Die Bienen brauchen diversere Wälder
Honigtautrachten oder blühenden Baumarten, etwa Linde, Robinie und Kastanie oder auch Sträucher wie Brom- und Himbeere bieten den Bienen zwar während kurzer Zeiträume im Jahr eine wichtige Kohlenhydratquelle und teilweise auch Pollen als Proteinquelle; die Bienen brauchen allerdings über die ganze Saison ein ausgewogenes Futterangebot. „Für ein bienenfreundlicheres Umfeld sollten Waldbestände mit insektenbestäubten Bäumen – Kirsche, Linde, Ahorn, Weide, Ross- oder Edelkastanie – diversifiziert werden“, rät Rutschmann. Sekundäre Sukzessionen, also die natürliche Rückkehr der für einen Standort typischen Flora und Fauna, in Waldlücken zuzulassen, könnten dabei helfen.

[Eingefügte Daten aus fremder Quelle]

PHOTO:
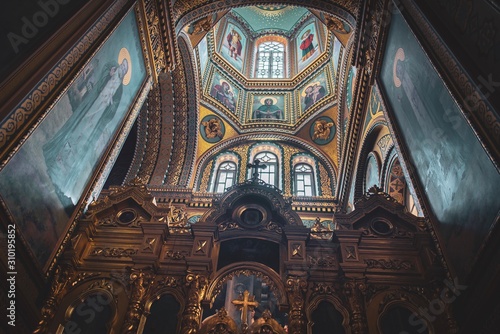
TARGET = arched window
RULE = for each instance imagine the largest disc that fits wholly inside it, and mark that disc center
(163, 316)
(226, 176)
(270, 173)
(304, 180)
(401, 320)
(270, 60)
(93, 315)
(326, 319)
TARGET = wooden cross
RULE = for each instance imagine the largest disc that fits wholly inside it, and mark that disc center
(255, 167)
(245, 303)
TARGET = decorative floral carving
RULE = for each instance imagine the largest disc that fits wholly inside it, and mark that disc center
(113, 252)
(322, 261)
(390, 264)
(176, 255)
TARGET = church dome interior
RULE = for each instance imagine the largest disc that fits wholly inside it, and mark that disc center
(227, 166)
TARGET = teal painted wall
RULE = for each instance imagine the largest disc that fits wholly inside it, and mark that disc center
(44, 181)
(459, 180)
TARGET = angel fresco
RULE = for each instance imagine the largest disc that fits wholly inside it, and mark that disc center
(95, 105)
(268, 110)
(322, 129)
(307, 45)
(222, 92)
(213, 128)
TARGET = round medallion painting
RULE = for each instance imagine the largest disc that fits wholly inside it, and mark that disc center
(322, 130)
(212, 129)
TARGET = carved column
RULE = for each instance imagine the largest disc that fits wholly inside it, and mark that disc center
(60, 285)
(191, 318)
(296, 288)
(140, 281)
(354, 291)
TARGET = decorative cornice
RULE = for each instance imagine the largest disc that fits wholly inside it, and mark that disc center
(186, 11)
(113, 252)
(391, 264)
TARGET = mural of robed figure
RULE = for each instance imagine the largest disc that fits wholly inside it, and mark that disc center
(268, 110)
(72, 150)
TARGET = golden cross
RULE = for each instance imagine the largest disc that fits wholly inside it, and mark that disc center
(245, 303)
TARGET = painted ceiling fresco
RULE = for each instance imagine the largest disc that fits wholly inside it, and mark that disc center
(276, 18)
(235, 104)
(252, 105)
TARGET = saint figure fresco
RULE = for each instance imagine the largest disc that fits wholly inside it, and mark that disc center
(268, 110)
(313, 93)
(95, 99)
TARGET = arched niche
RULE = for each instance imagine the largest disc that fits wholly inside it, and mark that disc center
(399, 309)
(92, 307)
(263, 285)
(162, 313)
(326, 314)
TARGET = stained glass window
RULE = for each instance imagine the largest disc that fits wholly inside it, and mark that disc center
(226, 176)
(304, 180)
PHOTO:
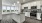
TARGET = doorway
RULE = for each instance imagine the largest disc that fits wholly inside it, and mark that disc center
(33, 11)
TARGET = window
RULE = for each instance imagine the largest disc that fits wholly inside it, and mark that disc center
(8, 8)
(3, 8)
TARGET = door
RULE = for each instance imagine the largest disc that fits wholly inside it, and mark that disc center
(33, 11)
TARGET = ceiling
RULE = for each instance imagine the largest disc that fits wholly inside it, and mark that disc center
(15, 1)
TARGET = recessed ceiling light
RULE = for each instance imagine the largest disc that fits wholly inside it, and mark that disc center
(17, 1)
(23, 0)
(14, 3)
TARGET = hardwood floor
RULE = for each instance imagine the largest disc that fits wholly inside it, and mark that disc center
(29, 20)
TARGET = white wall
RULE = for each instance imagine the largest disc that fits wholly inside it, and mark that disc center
(35, 3)
(0, 9)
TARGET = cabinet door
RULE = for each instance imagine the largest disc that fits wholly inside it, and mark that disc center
(12, 9)
(8, 8)
(3, 8)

Als wäre die mangelnde Nahrung nicht schon Problem genug, kommt für wildlebende Honigbienenvölker in bewirtschafteten Wäldern noch das geringe Angebot an Baumhöhlen erschwerend hinzu.

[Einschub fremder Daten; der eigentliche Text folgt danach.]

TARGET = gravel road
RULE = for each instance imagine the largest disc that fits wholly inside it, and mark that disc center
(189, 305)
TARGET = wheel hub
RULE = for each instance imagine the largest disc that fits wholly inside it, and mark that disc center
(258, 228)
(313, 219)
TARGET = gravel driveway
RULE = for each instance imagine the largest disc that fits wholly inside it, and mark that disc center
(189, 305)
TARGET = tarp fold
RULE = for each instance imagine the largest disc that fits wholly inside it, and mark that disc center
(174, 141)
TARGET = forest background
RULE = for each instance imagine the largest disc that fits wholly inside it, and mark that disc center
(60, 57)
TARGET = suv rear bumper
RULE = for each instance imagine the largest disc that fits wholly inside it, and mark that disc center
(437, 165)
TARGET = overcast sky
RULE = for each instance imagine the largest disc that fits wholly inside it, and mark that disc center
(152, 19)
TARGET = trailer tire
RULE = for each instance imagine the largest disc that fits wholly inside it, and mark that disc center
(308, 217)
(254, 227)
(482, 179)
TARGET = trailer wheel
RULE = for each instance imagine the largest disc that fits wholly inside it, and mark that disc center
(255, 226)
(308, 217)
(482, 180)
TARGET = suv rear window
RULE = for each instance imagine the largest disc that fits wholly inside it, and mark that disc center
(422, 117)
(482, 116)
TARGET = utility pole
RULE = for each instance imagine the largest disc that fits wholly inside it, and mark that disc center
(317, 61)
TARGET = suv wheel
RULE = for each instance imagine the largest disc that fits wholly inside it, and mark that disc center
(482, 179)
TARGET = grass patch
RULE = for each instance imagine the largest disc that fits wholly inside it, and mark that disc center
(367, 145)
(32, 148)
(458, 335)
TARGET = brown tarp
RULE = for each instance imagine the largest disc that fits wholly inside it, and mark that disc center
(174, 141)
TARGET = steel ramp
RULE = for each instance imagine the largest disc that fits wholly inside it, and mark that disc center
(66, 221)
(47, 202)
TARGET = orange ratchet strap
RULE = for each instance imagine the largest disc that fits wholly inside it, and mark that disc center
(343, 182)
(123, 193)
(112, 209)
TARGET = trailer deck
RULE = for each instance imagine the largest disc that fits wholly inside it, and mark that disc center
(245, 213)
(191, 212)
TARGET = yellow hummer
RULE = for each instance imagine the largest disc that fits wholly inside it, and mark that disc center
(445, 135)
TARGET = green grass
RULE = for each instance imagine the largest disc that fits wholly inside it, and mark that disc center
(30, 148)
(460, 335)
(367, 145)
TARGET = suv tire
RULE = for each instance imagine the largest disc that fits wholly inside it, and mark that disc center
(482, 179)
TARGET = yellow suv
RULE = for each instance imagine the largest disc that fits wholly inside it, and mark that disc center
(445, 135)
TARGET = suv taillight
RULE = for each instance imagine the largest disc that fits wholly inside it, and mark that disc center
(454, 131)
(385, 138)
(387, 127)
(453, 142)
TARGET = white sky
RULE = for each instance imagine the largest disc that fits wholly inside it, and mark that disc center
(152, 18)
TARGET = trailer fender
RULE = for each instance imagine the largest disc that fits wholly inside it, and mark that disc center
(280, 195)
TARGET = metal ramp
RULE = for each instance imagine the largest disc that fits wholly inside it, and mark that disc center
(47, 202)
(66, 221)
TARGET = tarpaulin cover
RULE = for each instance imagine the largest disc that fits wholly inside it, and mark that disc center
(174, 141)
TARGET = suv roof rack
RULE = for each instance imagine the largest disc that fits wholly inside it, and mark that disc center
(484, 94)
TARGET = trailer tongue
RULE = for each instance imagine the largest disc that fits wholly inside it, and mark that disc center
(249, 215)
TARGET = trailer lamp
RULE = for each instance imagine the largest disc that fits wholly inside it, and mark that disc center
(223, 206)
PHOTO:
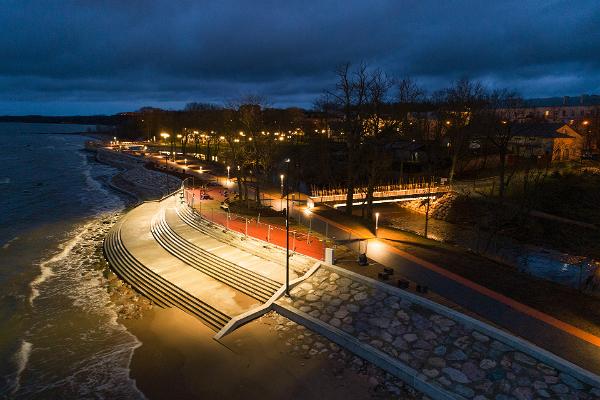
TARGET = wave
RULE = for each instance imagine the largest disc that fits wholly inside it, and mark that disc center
(21, 358)
(8, 243)
(45, 266)
(97, 350)
(96, 185)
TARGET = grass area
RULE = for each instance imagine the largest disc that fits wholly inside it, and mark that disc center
(568, 194)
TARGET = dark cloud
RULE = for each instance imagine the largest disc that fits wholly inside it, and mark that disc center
(107, 56)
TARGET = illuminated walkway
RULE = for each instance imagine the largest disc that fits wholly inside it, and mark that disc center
(152, 249)
(220, 276)
(565, 340)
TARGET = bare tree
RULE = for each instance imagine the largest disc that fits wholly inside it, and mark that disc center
(350, 95)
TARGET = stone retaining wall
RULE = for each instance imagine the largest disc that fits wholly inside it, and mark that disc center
(449, 353)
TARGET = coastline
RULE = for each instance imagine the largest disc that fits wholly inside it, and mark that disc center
(271, 357)
(266, 359)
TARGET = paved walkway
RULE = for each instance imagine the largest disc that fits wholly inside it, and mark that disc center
(138, 239)
(245, 260)
(565, 340)
(448, 352)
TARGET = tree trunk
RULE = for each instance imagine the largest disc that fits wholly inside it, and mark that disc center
(502, 174)
(350, 183)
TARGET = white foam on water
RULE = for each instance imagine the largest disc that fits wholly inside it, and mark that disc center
(104, 349)
(21, 358)
(8, 243)
(46, 268)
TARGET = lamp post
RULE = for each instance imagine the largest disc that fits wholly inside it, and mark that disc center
(308, 213)
(287, 231)
(165, 136)
(174, 155)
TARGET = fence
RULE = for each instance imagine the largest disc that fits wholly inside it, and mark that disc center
(300, 242)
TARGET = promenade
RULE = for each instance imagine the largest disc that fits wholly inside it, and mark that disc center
(165, 250)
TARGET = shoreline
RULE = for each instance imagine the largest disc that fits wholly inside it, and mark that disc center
(271, 357)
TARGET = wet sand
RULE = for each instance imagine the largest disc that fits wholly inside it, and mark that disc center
(179, 360)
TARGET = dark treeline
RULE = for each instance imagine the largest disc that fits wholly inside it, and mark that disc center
(351, 137)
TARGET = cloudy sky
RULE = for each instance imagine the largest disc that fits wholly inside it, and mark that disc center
(83, 57)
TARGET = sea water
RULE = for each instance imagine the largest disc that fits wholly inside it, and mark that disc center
(59, 334)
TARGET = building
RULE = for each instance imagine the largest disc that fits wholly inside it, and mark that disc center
(568, 110)
(550, 141)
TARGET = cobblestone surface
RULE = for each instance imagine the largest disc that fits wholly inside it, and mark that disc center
(459, 359)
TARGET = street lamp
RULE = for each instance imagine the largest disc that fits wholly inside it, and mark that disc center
(287, 231)
(308, 213)
(165, 136)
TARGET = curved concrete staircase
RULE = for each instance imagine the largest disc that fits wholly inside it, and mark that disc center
(252, 246)
(239, 278)
(152, 285)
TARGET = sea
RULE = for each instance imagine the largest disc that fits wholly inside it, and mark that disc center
(59, 333)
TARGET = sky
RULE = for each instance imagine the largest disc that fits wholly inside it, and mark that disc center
(97, 57)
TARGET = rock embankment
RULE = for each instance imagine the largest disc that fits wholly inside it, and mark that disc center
(450, 353)
(136, 180)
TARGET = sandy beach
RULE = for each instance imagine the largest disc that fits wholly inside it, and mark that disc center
(269, 358)
(178, 359)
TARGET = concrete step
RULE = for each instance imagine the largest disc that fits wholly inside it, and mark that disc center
(246, 281)
(252, 246)
(154, 286)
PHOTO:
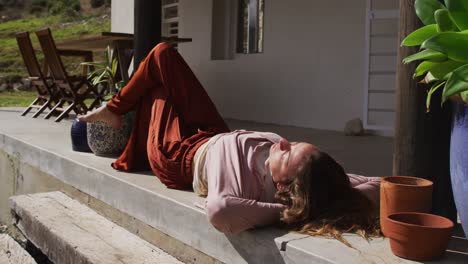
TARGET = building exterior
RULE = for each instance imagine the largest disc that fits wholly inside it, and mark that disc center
(322, 62)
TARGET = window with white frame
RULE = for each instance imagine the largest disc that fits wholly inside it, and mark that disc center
(170, 18)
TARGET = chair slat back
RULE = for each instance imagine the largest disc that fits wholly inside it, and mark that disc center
(51, 55)
(28, 55)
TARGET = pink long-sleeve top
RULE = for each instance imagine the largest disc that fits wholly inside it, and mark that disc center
(240, 190)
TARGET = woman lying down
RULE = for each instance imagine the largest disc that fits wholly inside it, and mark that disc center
(250, 179)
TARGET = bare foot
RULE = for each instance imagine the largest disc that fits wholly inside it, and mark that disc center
(102, 114)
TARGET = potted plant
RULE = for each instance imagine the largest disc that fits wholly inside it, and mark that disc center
(104, 140)
(443, 63)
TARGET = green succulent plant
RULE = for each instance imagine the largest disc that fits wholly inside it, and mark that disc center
(443, 42)
(105, 72)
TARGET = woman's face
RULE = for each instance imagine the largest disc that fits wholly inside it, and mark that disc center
(286, 158)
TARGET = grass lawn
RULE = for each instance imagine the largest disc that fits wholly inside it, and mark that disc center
(10, 98)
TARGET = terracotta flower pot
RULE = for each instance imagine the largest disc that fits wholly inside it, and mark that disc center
(79, 136)
(404, 194)
(418, 236)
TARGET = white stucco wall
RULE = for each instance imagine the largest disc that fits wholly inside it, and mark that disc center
(311, 73)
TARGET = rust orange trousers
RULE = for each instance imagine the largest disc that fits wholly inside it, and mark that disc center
(174, 116)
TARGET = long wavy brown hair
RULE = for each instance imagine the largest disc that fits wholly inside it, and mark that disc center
(321, 202)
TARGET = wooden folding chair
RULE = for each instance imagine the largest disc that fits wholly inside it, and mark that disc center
(123, 50)
(47, 95)
(74, 89)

In einem möglichen nächsten Schritt könnte der Vergleich zu anderen europäischen Waldgebieten mit abweichender Baumartenzusammensetzung und Bewirtschaftung untersucht werden. Mehr natürliche Störungen und weniger Optimierung für wirtschaftliche Zwecke dürften nicht nur die Blütenvielfalt im Wald erhöhen, sondern auch die Überlebenschancen wildlebender Bienenvölker verbessern.
Nicht nur Honigbienen profitieren
Die Honigbiene braucht also einen diverseren Wald als Lebensraum. Einmal etabliert, trägt sie im Gegenzug auch maßgeblich zum Erhalt der Biodiversität bei. Die überwältigende Mehrheit der Pflanzen ist nämlich auf Fremdbestäubung angewiesen. Die Honigbiene wiederum gehört, neben zahlreichen anderen Wildbienenarten, zu den wichtigsten Bestäubern.
Von einem diverseren Wald profitiert nicht nur die Biene, sondern letztlich auch der Wald selbst – ein diverses Ökosystem ist ein gesundes Ökosystem und weniger anfällig für Schädlingsbefall. „Der Umbau der Wälder zu artenreichen Laubmischwäldern fördert nicht nur die Biodiversität, sondern auch die Anpassung an künftige Klimabedingungen“ betont Ingolf Steffan-Dewenter.
Die Forschung und Ursachensuche zum globalen und regionalen Rückgang der biologischen Vielfalt ist ein Kernbereich des Lehrstuhls Zoologie III. Die Arbeit mit Insekten bildet hierbei einen besonderen Schwerpunkt.